Both these grants, which have just been publicly announced, add up to a total of $538,611 for the School.
The infrastructure required for these two projects – state-of-the-art computer equipment – is funded equally by the CFI and the government of Quebec, in addition to private sector investments.
One of the two projects, funded to the tune of nearly $357,000, involves professors Laurent Charlin and Jian Tang, who specialize in artificial intelligence. Their research focuses on developing models of complex user preferences for recommendations using deep learning.
Laurent Charlin and Jian Tang are working on developing recommender systems by using the latest advances in the field of deep learning. Their work will primarily focus on modelling social and dynamic affinities between users with graphic neural networks.
Recommender systems are used to customize the user environment by providing the right products or services at the right time. They have applications in a variety of fields including e-commerce, marketing, and healthcare.
The other project, which has been awarded nearly $182,000 in funding, is conducted by the Retirement and Savings Institute (RSI) team, under the direction of Professor Pierre-Carl Michaud. It involves high-efficiency computing for behavioural economic analyses of large proprietary microdata sets.

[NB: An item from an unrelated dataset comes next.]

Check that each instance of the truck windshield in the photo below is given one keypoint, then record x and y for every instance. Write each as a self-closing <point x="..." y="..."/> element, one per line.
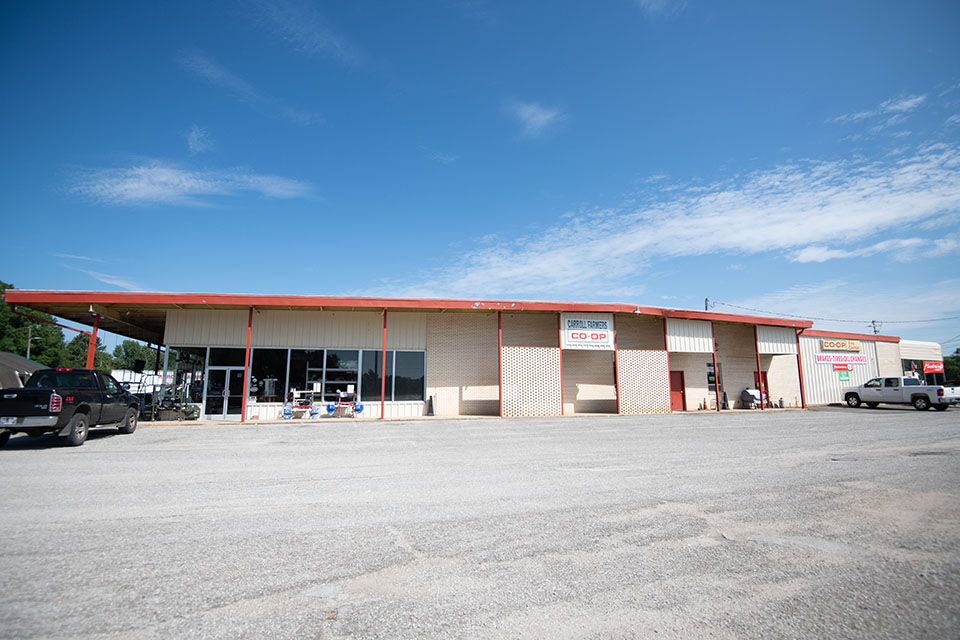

This data comes from organizations with which the RSI team has current and future agreements. High-performance IT equipment is required for safe analysis and storage.
Researchers from the RSI will use this data and equipment to study various financial decisions of households such as retirement, credit and debt or insurance. They will do this by using cutting-edge econometric-based methods, augmented by machine learning. Their goal is to understand the financial behaviours of individuals and thus enable the creation of tools that can help them make optimal decisions.